Customers will have to shell out 1,100 yen ($10.42) including tax to get one, the company announced Aug. 21.
Mizuho is the first major Japanese bank to begin charging for them, a measure it says is aimed at reducing costs.
Also from January, Mizuho will let customers access their accounts online and encourage them to do so over using paper.
Customers 70 or older will be exempt from the new bankbook charge since fewer elderly people use smartphones or computers.
Current customers who want a new paper bankbook to replace the one they have filled up also won't be charged.
But customers who neglect to update their paper bankbook for more than one year will be automatically switched to online passbooks.
Mizuho Bank has about 24 million savings accounts of individuals and corporations and expects that about half of them will use online bankbooks.

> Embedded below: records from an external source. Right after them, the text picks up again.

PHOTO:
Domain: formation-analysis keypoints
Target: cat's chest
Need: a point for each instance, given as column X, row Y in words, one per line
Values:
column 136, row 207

The paper bankbooks currently cost 200 yen per account annually for a stamp tax in addition to the cost of the paper.
Mizuho and Japan's other major banks pour more than several billion yen annually into paying for those costs.
MUFG Bank Ltd. and Sumitomo Mitsui Banking Corp. have already introduced an online bankbook service.
Though Mizuho Bank is the first of the pack to charge for paper bankbooks, its competitors may follow suit.